Mohammad Mirahmadi aveva un sogno, portare la famiglia a Glasgow, regalare a sua moglie e ai figli la libertà, costruire con loro un pezzo di futuro degno di essere vissuto. Mahammad Zana non ne poteva più delle violenze dei pasdaran che in Iran sono padroni della vita e della morte di tutti. Studiava psicologia all’Università. Anche Kamaran Brwa sognava l’Europa, insieme a Zrar Sarda, a Omar Fatah Nazwad, e ad altri 35 profughi sbarcati la sera del 20 settembre di due anni fa a Brancaleone, sulle coste della Calabria. 

Tutti erano finiti nelle mani di una organizzazione di trafficanti di uomini potentissima. Una piovra che estende i suoi tentacoli dall’Ucraina alla Georgia, che ha riferimenti, agenzie di viaggio e banche clandestine per lo spostamento di capitali in Iraq e Iran, punti di addestramento per gli scafisti, e una centrale in Turchia, nel cuore di Istanbul. Nomi, cognomi, riferimenti, scoperti da un accurato lavoro di indagine della Squadra mobile di Reggio Calabria coordinata dal pm Sara Amerio che illuminano in modo preciso la rete del traffico della disperazione. Tutto inizia la sera del 20 settembre di due anni fa, quando viene avvistato un veliero nelle acque di Brancaleone. Il mare è agitato, la barca è alla deriva. A bordo 34 uomini, 3 donne e altrettanti bambini. Al timone non c’è nessuno, perché i due scafisti sono fuggiti su un gommone. Con loro hanno trascinato Mohammad Mirahmadi e gli hanno dato un ordine preciso: «Torna al veliero e porta gli altri a terra». Mohammad ha paura, il mare è agitato e lui non ha mai visto barche e gommoni. Disperato si lancia sulla strada, vede un distributore, non sa una parola di italiano ma si fa capire. 

IL SALVATAGGIO

Chiede soccorso e i soccorsi arrivano. I suoi compagni di sventura vengono salvati. Viene rifocillato, curato, gli danno finalmente un letto. Il giorno dopo la polizia lo interroga. Gli chiedono di collaborare per rintracciare gli scafisti. E lui parla, dice tutto quello che sa, i volti che visto, le cose che ha sentito in Turchia e durante il viaggio. Così faranno anche gli altri. Tutti daranno una mano. Ed è la collaborazione dei profughi il miracolo, registrato già in occasione di altri sbarchi in Calabria, frutto di un “metodo” affinato dagli investigatori della Squadra mobile di Reggio. 
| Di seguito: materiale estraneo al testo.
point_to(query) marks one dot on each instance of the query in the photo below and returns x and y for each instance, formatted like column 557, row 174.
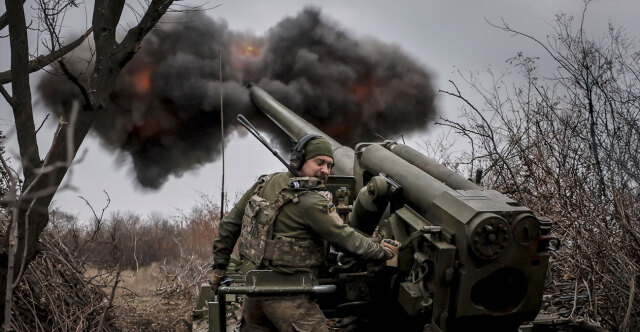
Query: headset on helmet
column 298, row 152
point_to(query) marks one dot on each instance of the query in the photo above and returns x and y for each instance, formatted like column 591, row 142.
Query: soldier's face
column 319, row 167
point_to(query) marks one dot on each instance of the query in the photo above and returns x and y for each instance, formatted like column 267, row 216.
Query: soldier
column 281, row 222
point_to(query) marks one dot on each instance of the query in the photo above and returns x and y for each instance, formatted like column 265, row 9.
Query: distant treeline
column 134, row 241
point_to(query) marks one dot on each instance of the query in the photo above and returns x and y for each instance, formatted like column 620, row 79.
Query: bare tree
column 567, row 145
column 42, row 178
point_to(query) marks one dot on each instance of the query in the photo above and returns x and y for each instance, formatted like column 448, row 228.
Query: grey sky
column 444, row 36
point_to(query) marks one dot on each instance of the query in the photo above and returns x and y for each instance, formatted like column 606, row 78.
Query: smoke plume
column 164, row 110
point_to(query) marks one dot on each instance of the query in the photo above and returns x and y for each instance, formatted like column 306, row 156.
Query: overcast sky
column 443, row 36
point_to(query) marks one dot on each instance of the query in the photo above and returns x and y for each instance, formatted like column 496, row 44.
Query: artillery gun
column 471, row 258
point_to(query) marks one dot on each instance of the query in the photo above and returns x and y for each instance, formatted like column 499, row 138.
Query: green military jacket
column 311, row 218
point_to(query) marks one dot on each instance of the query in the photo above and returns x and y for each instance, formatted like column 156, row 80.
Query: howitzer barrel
column 433, row 168
column 418, row 187
column 296, row 127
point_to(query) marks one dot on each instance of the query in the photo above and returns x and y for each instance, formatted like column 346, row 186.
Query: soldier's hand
column 393, row 248
column 216, row 279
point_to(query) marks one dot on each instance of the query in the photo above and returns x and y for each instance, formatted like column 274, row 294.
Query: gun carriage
column 470, row 257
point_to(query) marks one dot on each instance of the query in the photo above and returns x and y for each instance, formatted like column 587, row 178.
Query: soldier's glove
column 392, row 248
column 216, row 279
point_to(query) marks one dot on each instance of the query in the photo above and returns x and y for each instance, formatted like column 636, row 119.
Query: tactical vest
column 257, row 242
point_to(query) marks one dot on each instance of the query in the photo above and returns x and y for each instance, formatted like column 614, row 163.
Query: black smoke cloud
column 164, row 110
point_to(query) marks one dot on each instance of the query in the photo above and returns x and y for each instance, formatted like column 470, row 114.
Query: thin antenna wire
column 221, row 138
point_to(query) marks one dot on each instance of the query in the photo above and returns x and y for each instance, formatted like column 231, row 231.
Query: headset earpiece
column 298, row 152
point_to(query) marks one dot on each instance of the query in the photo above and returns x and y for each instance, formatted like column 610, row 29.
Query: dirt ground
column 140, row 308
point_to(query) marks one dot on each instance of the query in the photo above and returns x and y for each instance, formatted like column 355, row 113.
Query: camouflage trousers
column 286, row 314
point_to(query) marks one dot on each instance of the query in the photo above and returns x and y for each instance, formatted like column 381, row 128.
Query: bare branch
column 45, row 60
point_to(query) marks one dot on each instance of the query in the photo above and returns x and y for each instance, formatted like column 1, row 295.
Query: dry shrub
column 55, row 295
column 568, row 147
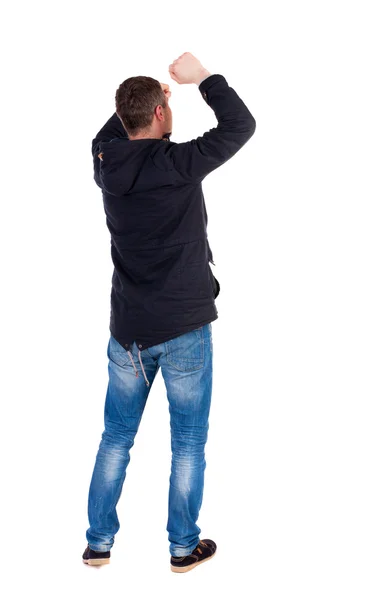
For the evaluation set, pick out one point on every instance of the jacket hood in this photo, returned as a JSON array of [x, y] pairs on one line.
[[121, 162]]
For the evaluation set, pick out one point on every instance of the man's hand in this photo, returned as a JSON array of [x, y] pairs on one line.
[[187, 69]]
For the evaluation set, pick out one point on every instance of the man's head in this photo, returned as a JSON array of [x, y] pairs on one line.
[[142, 105]]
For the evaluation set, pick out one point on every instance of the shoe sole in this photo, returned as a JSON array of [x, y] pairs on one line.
[[95, 562], [189, 567]]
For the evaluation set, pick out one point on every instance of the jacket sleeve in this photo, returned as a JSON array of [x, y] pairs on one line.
[[113, 128], [236, 125]]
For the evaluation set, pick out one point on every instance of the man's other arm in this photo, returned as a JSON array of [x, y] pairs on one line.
[[113, 128]]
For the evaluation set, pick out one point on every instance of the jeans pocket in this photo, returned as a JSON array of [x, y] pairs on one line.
[[186, 352], [116, 353]]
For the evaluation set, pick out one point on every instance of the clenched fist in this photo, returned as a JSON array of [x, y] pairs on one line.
[[187, 69]]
Mohammad racconta di essere partito dall’Iran con moglie e due figli nel 2014. Obiettivo arrivare a Glasgow, Scozia. Lì vive suo fratello che sicuramente potrà aiutarlo a trovare un lavoro e un po’ di pace. Arriva in Turchia, a Istanbul, ad Aksaray. In quel mahalle (quartiere), potrà incontrare un trafficante di nome Sadzar, che penserà al viaggio. «In Turchia – racconta ai poliziotti – tutti sanno che in quel quartiere ci sono i trafficanti che organizzano il viaggio in Europa, via mare, via terra con i camion, con i passaporti falsi se vuoi andare in aereo». Tutti sanno, anche le autorità turche. Aksaray è un coacervo di lingue e colori della pelle, qui arrivano asiatici, iraniani, iracheni, disperati che vogliono fuggire dalla violenza e raggiungere l’Europa. Vengono stipati in case, alberghetti, topaie. Chi può pagare parte. Chi no aspetta anche anni per raggranellare i soldi che servono per il viaggio. Fanno gli schiavi, si prostituiscono, si perdono nella megalopoli turca. 

Sadzar chiede 7mila dollari, una somma che lui non vuole vedere né toccare. «I soldi li fai arrivare a un market di Sulaymaniyya», gli ordina. È una città del Kurdistan iracheno ai confini con l’Iran. Mohammad accetta e incarica i suoi parenti di recarsi in Iraq e versare quanto stabilito. La cifra è alta, Mohammad ha già venduto tutto, ma i soldi non bastano anche per la moglie e i figli. Arriverà da solo in Europa, poi si occuperà di farsi raggiungere dalla famiglia. Passano tre settimane e riceve una telefonata (da un numero anonimo), è il trafficante che gli dice di spostarsi a Istanbul. Qui Sadzar lo preleva e lo porta in una casa fuori città, dove è richiuso per una settimana. Uscirà solo quando arriveranno altri membri dell’organizzazione, quelli addetti al trasferimento su una montagna. 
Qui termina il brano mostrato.